But you cannot sell “asset-backed securities” using Regulation A, as that term is defined in SEC Regulation AB. The classic “asset-backed security” is where a hedge fund purchases $1 billion of credit card debt from the credit card issuer, breaks the debt into “tranches” based on credit rating and other factors, and securitizes the tranches to investors. However, the SEC views the term more broadly.
Can I combine a Regulation A offering with other offerings?
In general yes. For example, there’s no problem if an issuer raises money using Rule 506 (Rule 506(b) or Rule 506(c)) while it prepares its Regulation A offering. The legal issues become more cloudy if an issuer wants to combine multiple types of offerings simultaneously. Theoretically just about anything is possible.
Can the same platform list securities under both Regulation A and Title II?
Yes.
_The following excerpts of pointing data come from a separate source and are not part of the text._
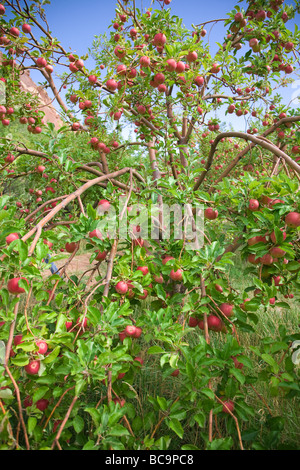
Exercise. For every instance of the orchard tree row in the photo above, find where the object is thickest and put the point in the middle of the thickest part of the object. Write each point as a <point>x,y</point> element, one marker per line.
<point>76,350</point>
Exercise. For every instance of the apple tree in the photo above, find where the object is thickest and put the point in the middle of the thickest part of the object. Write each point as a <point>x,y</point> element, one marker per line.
<point>158,343</point>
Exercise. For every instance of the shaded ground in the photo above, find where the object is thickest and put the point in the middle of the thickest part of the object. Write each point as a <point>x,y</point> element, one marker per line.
<point>77,266</point>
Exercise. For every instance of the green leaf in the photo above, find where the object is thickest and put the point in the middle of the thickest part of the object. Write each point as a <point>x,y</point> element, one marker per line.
<point>175,425</point>
<point>78,424</point>
<point>39,393</point>
<point>118,430</point>
<point>32,422</point>
<point>269,360</point>
<point>155,350</point>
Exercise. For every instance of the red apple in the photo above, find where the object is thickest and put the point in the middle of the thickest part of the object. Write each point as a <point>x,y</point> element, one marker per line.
<point>71,247</point>
<point>210,213</point>
<point>253,204</point>
<point>13,286</point>
<point>143,269</point>
<point>42,404</point>
<point>43,346</point>
<point>227,309</point>
<point>121,287</point>
<point>228,406</point>
<point>33,367</point>
<point>214,323</point>
<point>11,237</point>
<point>176,275</point>
<point>292,219</point>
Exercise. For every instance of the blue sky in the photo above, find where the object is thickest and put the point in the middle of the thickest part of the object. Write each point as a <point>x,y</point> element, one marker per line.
<point>76,22</point>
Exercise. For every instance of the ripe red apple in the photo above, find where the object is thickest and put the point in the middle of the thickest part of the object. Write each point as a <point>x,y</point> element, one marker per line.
<point>18,339</point>
<point>14,32</point>
<point>11,237</point>
<point>111,84</point>
<point>227,309</point>
<point>267,259</point>
<point>26,28</point>
<point>13,286</point>
<point>159,39</point>
<point>180,67</point>
<point>253,204</point>
<point>273,236</point>
<point>277,252</point>
<point>41,62</point>
<point>82,322</point>
<point>292,219</point>
<point>237,364</point>
<point>101,255</point>
<point>92,79</point>
<point>42,345</point>
<point>166,259</point>
<point>144,295</point>
<point>176,275</point>
<point>210,213</point>
<point>103,205</point>
<point>69,324</point>
<point>171,65</point>
<point>257,239</point>
<point>158,278</point>
<point>40,169</point>
<point>33,367</point>
<point>42,404</point>
<point>120,401</point>
<point>130,330</point>
<point>121,287</point>
<point>96,234</point>
<point>193,322</point>
<point>27,401</point>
In fact, the same platform can list securities under all three flavors of Crowdfunding: Title II, Title III, and Title IV. But on that platform, only licensed “Funding Portals” can offer Title III securities.
Does a platform offering securing under Regulation A have to be a broker-dealer?
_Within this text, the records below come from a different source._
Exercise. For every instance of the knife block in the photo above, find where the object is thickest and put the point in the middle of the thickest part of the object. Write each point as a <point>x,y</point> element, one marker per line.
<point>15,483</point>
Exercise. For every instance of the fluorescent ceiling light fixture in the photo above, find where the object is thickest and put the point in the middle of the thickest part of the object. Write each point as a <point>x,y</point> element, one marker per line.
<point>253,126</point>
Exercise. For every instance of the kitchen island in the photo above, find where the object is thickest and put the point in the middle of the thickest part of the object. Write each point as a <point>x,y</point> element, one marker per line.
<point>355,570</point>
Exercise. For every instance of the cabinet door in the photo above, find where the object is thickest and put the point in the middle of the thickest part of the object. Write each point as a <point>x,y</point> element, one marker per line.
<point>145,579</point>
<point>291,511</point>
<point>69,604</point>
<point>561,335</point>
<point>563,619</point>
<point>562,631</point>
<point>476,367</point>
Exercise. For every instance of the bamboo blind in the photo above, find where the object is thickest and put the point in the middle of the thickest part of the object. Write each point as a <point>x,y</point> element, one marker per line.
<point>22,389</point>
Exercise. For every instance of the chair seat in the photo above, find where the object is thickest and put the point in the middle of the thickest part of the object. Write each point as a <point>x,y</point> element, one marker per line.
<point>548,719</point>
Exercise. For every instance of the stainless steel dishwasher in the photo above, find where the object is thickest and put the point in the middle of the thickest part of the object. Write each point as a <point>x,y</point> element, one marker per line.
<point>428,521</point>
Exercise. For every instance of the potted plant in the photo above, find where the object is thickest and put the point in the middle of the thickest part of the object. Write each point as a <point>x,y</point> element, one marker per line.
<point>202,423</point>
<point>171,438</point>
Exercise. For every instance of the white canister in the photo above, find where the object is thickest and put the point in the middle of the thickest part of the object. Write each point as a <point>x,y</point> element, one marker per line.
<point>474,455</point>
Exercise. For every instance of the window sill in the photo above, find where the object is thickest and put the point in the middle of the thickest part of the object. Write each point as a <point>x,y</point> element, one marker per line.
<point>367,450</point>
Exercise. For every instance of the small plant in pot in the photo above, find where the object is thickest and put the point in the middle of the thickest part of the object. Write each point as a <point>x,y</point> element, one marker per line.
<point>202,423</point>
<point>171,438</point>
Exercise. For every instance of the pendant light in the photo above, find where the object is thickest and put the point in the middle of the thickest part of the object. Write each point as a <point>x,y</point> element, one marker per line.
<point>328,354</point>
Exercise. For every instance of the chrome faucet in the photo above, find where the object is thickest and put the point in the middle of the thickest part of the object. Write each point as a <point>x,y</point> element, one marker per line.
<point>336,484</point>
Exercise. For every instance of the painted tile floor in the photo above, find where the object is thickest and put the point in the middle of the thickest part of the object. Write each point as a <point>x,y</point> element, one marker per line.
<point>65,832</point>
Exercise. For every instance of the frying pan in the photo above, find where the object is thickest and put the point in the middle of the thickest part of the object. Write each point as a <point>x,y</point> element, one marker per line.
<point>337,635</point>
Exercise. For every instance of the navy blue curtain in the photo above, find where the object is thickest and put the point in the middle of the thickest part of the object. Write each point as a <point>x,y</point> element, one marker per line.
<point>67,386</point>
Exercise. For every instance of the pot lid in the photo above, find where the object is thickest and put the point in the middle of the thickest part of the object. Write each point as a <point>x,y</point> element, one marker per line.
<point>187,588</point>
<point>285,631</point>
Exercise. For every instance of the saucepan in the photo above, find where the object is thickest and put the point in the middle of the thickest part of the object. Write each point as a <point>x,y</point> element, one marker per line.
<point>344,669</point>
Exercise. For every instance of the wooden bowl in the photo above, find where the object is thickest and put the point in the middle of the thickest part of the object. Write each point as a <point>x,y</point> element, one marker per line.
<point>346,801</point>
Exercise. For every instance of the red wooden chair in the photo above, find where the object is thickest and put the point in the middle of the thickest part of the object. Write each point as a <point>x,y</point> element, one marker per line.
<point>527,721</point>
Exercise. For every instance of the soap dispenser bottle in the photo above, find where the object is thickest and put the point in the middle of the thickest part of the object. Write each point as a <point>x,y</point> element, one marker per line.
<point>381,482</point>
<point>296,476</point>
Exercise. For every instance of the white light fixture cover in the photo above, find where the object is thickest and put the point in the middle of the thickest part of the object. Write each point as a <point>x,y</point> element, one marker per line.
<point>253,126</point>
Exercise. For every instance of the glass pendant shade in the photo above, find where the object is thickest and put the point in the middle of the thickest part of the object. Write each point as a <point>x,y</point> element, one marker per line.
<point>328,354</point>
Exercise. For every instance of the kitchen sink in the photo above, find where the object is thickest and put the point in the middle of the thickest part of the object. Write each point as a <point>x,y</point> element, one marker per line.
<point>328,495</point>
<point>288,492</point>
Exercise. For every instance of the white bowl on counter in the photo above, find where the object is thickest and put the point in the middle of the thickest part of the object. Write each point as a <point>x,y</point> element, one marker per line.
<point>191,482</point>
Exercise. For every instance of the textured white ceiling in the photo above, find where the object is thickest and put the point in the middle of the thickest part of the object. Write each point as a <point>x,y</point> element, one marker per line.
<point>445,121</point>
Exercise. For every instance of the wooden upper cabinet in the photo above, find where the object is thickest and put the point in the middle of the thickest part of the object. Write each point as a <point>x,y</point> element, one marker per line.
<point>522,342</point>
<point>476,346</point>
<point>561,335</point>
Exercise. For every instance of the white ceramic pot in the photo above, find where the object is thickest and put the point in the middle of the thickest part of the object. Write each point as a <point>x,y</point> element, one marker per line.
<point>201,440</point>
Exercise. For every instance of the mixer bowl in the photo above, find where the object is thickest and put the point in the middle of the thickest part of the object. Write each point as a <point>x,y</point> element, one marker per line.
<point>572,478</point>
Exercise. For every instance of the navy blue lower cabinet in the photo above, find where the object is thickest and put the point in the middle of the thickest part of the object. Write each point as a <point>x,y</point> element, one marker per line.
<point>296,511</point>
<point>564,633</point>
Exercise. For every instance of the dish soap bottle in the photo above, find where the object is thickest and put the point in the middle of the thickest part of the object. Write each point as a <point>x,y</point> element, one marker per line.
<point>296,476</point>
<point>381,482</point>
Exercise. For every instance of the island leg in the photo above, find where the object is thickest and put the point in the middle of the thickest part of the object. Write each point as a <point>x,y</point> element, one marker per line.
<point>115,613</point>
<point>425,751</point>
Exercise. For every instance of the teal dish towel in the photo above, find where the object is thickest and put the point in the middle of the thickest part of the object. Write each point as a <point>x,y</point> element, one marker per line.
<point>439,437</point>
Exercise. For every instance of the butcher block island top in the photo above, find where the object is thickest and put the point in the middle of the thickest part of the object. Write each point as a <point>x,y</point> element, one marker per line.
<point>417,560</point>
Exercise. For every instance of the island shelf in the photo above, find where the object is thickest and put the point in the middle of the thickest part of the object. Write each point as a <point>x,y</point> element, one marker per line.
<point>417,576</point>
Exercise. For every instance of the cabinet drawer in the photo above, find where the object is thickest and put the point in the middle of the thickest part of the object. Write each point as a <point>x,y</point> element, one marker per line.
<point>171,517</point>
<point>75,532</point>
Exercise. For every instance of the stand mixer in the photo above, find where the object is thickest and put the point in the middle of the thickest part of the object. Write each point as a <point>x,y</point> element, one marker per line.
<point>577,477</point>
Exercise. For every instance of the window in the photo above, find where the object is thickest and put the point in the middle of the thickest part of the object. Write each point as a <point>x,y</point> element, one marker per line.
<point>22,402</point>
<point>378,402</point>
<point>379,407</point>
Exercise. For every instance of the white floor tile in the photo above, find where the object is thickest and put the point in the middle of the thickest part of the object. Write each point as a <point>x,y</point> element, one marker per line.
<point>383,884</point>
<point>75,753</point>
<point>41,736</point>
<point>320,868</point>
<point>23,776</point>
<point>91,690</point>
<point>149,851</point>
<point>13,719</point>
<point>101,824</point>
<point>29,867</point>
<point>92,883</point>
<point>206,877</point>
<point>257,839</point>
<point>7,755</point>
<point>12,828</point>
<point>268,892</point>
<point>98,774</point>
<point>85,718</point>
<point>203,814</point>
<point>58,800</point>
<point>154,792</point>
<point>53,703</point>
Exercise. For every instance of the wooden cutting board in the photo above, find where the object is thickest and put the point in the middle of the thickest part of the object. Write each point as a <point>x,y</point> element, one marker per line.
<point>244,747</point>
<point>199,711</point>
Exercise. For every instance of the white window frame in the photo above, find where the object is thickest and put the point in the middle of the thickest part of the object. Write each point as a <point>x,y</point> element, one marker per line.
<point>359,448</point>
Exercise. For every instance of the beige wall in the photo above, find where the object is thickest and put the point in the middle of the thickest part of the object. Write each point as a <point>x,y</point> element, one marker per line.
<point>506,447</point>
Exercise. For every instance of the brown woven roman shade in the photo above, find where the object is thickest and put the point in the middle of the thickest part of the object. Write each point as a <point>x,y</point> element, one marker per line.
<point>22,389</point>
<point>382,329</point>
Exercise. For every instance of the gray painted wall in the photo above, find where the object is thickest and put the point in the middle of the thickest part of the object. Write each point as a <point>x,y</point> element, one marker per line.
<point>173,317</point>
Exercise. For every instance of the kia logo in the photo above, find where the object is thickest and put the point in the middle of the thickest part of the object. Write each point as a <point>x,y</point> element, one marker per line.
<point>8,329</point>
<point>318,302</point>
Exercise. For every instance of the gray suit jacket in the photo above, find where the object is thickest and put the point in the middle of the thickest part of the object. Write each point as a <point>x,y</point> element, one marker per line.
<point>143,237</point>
The simple answer is No. But a platform that crosses the line into acting like a broker-dealer, or is compensated with commissions or other “transaction based compensation,” would have to register as a broker-dealer or become affiliated with a broker-dealer.
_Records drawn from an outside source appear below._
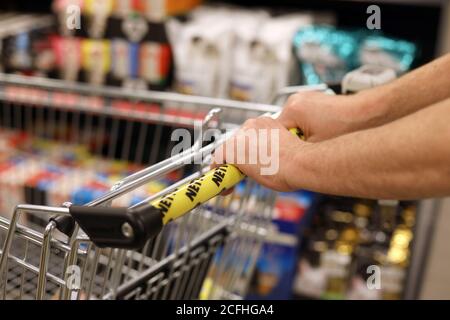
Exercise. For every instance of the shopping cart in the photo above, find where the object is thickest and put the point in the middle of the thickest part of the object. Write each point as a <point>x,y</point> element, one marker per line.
<point>107,248</point>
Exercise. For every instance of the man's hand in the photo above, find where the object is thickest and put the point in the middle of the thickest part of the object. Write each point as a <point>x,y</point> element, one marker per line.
<point>264,150</point>
<point>322,116</point>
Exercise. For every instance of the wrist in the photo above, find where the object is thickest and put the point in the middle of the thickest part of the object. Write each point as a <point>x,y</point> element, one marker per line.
<point>367,109</point>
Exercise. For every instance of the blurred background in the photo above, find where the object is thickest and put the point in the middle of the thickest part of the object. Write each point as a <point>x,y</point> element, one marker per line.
<point>243,51</point>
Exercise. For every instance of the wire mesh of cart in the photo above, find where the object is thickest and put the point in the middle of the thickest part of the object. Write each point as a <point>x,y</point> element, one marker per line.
<point>121,240</point>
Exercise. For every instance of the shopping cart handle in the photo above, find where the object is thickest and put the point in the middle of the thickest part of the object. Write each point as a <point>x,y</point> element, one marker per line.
<point>123,228</point>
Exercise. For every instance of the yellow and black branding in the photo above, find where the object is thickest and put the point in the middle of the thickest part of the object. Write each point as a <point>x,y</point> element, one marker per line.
<point>198,191</point>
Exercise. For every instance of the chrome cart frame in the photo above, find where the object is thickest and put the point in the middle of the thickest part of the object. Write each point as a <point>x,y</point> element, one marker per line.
<point>219,241</point>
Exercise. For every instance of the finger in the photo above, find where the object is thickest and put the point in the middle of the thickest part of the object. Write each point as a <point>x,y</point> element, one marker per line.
<point>290,113</point>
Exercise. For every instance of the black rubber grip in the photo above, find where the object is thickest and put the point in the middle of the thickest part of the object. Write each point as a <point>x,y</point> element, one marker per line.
<point>118,227</point>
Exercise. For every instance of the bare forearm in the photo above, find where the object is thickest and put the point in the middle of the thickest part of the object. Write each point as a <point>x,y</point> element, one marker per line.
<point>406,159</point>
<point>418,89</point>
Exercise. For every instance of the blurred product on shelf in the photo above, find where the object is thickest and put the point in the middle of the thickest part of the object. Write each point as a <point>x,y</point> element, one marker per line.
<point>349,243</point>
<point>121,43</point>
<point>276,267</point>
<point>24,46</point>
<point>225,51</point>
<point>326,54</point>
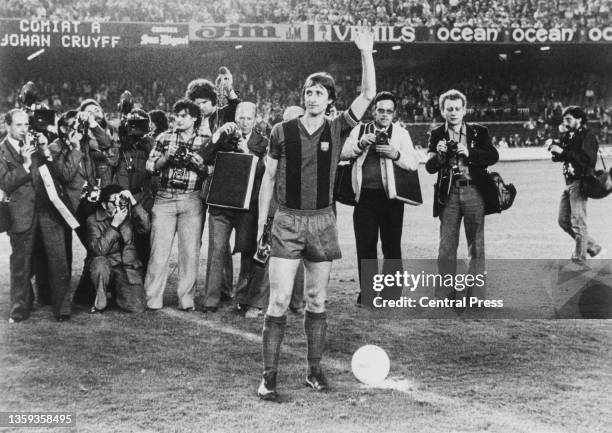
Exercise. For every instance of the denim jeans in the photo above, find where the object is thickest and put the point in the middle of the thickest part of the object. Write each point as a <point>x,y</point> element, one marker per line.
<point>375,214</point>
<point>572,219</point>
<point>220,226</point>
<point>182,214</point>
<point>465,203</point>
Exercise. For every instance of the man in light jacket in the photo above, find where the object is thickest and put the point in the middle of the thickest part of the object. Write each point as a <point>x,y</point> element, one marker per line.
<point>375,146</point>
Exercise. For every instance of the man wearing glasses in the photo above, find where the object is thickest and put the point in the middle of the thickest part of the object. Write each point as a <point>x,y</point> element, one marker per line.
<point>375,213</point>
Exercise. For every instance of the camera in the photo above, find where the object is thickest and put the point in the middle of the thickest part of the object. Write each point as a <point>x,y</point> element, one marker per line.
<point>90,192</point>
<point>40,120</point>
<point>121,202</point>
<point>82,126</point>
<point>556,157</point>
<point>137,127</point>
<point>382,139</point>
<point>180,158</point>
<point>233,139</point>
<point>179,179</point>
<point>451,146</point>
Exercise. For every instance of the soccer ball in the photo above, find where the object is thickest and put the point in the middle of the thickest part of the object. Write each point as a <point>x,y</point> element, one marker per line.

Can a non-profit organization use Regulation A?
Regulation A is one exception to the general rule that all offerings of securities must be registered with the SEC under section 5 of the Securities Act of 1933. Non-profit organizations are allowed to sell securities without registration under a different exception. So the answer is that non-profits don’t have to use Regulation A.
With that said, I represent non-profit organizations that have created for-profit subsidiaries that plan to engage in Regulation A offerings. For example, a non-profit in the business of urban development might create a subsidiary to develop an urban in-fill project, raising money partly from grants and partly from Regulation A.
Can I use Regulation A to create a fund?
If by “fund” you mean a pool of assets, like a pool of 30 multi-family apartment communities, then Yes. You can either buy the apartment communities first and then raise the money, or raise the money first and then deploy it in your discretion. If you want to own each apartment community in a separate limited liability company subsidiary, that’s okay also.
If by “fund” you mean a pool of investments, like a pool of 30 minority interests in limited liability companies that themselves own multi-family apartment communities, then No. Your “fund” would be treated as an “investment company” under the Investment Company Act of 1940, and Regulation A may not be used to raise money for investment companies.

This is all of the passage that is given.